Hayrettin Karaman kazandı çünkü...

Kendi penceresinden görüp de söylenebilecek en güzel ve doğru sözü söyledi...

Dün gece Balçiçek İlter'in konuk ettiği İsmail Nacar'ı dinledikten sonra Hayrettin Karaman değerinde din adamlarına nasıl da ihtiyacımız olduğunu çok daha iyi anladık...
Hayrettin Karaman inançlarını ve inandığı dinin kutsal kitabının gerekliliklerini anlattı...
Kutsal kitabının gerekliliklerini yerine getirmeyenler için değil ama o gerekliliklerin hilafına bir yaşam biçimini tercih edenler için "Hoş göremem" dedi...
Yani...
"Benim gibi düşünmediği ve yaşamadığı için kimseyi aciz yerine koyamam; kimseye küçük çocuk muamelesi yapamam ancak; küçük bir çocuğun yaramazlıklarına tahammül göstermem gerekirmişçesine tahammül gösteririm" mesafını verdi...
En tabii hakkını kullandı...
Kendi penceresinden görüp de söylenebilecek en güzel ve doğru sözü söyledi...
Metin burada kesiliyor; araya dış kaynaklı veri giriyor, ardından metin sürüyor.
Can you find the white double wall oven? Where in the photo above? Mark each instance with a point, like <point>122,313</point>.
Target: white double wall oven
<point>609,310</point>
Gelin görün ki "entelektüel" (bu sıfattan da gına geldi çünkü bu sıfat bize her türlü değişim ve gelişime düşman CHP aydınlarını hatırlatıyor) sınıf Hayrettin Karaman'a yapmadığını bırakmadı...
Biz ise bu tartışmadaki dürüst yaklaşımıyla "Hayrettin Karaman Hoca'nın kazandığına inanıyoruz."